When Will the Senseless Violence Stop?

Just in the past week:


Nov. 5: Army psychiatrist goes berserk and kills 13 and injures 30 fellow soldiers.


Nov. 6: Disgruntled former employee returns to engineering firm in Orlando, FL, where he was once employed, and kills one and injures five.


Nov. 10: Man marches into a drug testing center in Tualatin, OR (very close to us!), and kills his estranged wife and himself and injures two of her coworkers.


Washington DC sniper, John Allen Muhammad, was executed for the cold blood killing spree he carried out in 2002, which victimized 10 people.

Nov. 11: Three people were just found dead in an apparent murder-suicide in Bethany, Oregon (also very close to us).


Three thoughts:


1. The domestic violence killings in the Portland area remind me of my sister's dear friend and housemate Diana, who was killed by her psychotic, deranged husband one night, while she slept. He shot her in the head while she was asleep, and then shot himself. My sister learned of this when she saw Diana's house on the news that night. Nadine had been her matron of honor, and we all attended the wedding. Her husband, Kane, had been insanely jealous and clearly unbalanced. Something tipped him over the edge, and no one saw it coming.

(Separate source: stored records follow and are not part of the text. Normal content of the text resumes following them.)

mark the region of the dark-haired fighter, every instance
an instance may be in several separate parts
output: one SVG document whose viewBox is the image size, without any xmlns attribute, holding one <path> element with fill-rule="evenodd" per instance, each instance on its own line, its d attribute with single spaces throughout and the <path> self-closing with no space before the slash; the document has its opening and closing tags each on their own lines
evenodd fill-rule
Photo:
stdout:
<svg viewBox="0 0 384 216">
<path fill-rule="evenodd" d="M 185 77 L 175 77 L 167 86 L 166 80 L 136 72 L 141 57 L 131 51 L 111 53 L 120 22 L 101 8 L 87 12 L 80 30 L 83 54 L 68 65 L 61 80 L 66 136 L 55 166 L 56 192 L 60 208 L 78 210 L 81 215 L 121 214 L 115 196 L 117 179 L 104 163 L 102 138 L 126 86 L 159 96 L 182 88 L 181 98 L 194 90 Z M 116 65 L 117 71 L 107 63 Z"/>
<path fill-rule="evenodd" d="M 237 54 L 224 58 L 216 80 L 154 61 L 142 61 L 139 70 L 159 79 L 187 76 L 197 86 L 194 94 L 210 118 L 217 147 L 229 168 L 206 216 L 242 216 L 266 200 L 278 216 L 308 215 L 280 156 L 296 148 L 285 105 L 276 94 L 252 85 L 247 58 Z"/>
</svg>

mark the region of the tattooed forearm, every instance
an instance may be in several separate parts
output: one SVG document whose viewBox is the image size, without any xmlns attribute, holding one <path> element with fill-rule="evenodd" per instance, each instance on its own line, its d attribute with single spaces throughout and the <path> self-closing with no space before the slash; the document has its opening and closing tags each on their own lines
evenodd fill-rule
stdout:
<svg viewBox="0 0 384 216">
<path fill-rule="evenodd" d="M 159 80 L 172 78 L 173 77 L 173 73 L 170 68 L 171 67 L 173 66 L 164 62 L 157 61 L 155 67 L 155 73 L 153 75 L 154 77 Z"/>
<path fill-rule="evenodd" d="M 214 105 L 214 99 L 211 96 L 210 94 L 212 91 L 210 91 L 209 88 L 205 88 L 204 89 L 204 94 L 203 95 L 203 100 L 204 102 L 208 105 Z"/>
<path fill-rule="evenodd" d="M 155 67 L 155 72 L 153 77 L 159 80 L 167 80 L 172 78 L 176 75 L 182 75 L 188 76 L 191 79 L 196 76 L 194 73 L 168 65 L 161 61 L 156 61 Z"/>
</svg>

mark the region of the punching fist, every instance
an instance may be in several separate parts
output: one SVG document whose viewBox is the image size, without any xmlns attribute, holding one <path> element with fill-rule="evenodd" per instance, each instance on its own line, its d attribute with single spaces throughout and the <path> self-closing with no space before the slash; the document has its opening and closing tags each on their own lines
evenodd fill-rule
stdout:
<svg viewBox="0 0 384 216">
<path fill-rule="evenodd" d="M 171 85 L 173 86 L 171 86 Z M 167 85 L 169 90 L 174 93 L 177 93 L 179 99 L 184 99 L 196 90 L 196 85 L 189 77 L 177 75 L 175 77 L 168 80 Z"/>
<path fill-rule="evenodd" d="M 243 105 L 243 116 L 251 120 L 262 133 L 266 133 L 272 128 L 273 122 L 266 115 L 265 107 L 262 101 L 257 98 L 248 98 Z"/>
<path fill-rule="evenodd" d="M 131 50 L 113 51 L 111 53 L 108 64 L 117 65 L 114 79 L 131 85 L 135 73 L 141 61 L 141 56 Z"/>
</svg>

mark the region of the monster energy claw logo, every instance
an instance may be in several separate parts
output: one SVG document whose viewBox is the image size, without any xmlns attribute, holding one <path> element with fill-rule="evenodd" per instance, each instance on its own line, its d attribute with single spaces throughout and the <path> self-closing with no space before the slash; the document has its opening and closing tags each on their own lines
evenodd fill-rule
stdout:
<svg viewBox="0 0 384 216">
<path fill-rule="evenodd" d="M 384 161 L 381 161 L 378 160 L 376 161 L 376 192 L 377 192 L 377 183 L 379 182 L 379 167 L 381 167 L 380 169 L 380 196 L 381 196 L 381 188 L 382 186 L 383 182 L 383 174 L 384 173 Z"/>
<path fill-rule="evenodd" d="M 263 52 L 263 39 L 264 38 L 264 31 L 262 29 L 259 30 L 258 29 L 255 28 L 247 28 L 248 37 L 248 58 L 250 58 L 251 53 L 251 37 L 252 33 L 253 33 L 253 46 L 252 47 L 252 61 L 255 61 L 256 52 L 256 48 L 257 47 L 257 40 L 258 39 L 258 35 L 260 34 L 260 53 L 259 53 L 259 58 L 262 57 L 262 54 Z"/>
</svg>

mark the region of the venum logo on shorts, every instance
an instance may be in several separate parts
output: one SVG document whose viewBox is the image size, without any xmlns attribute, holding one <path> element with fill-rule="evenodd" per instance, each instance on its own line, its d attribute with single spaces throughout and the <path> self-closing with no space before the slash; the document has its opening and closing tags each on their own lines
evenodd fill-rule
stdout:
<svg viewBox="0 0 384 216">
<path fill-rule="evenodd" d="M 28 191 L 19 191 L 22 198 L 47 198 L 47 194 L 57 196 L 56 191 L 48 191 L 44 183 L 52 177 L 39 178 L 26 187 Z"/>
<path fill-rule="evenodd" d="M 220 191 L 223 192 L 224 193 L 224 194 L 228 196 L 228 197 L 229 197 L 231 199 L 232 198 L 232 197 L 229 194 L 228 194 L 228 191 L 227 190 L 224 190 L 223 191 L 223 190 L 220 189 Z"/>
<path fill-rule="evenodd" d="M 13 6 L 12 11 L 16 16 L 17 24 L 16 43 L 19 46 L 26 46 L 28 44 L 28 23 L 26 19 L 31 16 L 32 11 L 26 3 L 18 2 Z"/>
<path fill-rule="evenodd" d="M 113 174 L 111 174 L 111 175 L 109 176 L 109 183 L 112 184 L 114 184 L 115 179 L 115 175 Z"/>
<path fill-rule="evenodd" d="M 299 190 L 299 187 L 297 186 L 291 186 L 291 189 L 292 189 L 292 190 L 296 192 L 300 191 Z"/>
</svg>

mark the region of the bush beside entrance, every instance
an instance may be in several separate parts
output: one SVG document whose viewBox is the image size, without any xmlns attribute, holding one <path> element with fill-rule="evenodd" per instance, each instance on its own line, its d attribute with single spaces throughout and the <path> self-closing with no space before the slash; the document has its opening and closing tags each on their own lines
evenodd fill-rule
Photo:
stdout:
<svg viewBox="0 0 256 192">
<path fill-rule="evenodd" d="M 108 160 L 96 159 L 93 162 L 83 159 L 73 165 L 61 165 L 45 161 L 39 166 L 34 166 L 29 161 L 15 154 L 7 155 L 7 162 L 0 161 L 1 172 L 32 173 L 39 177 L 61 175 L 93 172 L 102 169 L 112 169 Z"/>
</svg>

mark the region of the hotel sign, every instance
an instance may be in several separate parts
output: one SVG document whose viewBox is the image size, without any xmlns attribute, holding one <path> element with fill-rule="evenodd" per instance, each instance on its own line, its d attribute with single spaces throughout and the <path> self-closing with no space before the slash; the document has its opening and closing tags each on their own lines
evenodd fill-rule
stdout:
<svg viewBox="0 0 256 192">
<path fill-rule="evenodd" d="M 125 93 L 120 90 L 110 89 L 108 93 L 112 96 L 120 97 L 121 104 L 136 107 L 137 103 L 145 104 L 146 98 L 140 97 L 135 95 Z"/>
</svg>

2. While driving with Chris yesterday, we were listening to NPR and heard the story about John Allen Muhammad's execution. Chris asked me what the "DC sniper" was, and I told him. I asked him what he thought about the death penalty, and he commented that he thought it made sense if the person had committed murder. I then gently tried to point out that I didn't believe that we as humans had the right to put another person to death...and the death penalty is frequently unjust in the way it is implemented. I told him that I had done a research paper about the death penalty when I was in high school. I also said that I might feel differently if one of my loved ones had been murdered.

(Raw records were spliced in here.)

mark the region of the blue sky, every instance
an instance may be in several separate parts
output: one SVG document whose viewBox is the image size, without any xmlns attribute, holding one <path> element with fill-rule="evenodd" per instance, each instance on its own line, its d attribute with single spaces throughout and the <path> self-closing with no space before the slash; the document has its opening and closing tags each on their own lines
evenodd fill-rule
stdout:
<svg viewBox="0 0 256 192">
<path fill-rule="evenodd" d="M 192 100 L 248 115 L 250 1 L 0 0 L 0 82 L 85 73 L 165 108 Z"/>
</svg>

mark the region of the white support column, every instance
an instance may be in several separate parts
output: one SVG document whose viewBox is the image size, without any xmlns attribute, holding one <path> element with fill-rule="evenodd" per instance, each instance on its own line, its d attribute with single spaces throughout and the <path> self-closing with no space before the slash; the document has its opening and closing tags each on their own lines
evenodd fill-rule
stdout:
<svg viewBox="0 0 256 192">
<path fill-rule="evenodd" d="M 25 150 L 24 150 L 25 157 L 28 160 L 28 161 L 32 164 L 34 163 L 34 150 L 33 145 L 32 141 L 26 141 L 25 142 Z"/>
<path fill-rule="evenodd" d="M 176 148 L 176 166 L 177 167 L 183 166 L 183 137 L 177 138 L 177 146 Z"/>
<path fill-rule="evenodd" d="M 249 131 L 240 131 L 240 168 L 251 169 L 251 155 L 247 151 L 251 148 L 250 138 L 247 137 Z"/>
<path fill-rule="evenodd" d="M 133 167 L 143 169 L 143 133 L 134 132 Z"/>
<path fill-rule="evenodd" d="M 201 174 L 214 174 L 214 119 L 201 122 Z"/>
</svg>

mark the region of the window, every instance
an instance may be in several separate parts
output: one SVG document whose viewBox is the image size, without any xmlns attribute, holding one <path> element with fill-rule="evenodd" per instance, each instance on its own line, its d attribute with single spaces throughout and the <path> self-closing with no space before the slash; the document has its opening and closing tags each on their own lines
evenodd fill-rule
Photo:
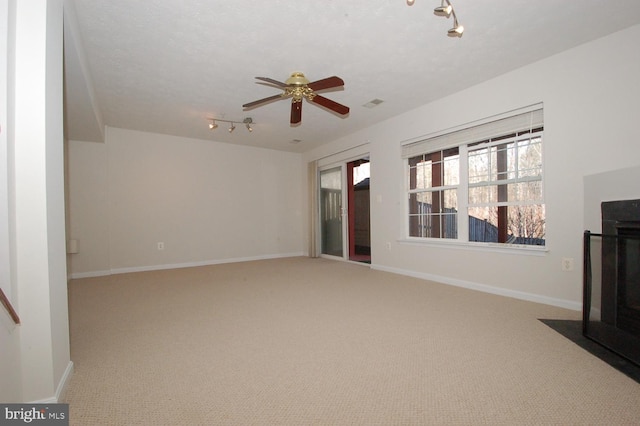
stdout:
<svg viewBox="0 0 640 426">
<path fill-rule="evenodd" d="M 542 135 L 533 109 L 403 146 L 408 236 L 544 246 Z"/>
</svg>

3. Where, in all of this senseless violence, is the discussion about gun control? (If people are discussing it, they are doing it very quietly.) Every single killing listed above was committed with a gun. I think the lack of discussion about gun control shows that we have become immune to violence. That and the the fact that the Democratic Party is afraid to face the NRA lobbyists. Has we accepted insane, senseless violence as de rigeur in our society? If not, why not question the ease with which violent Americans can procure and use guns?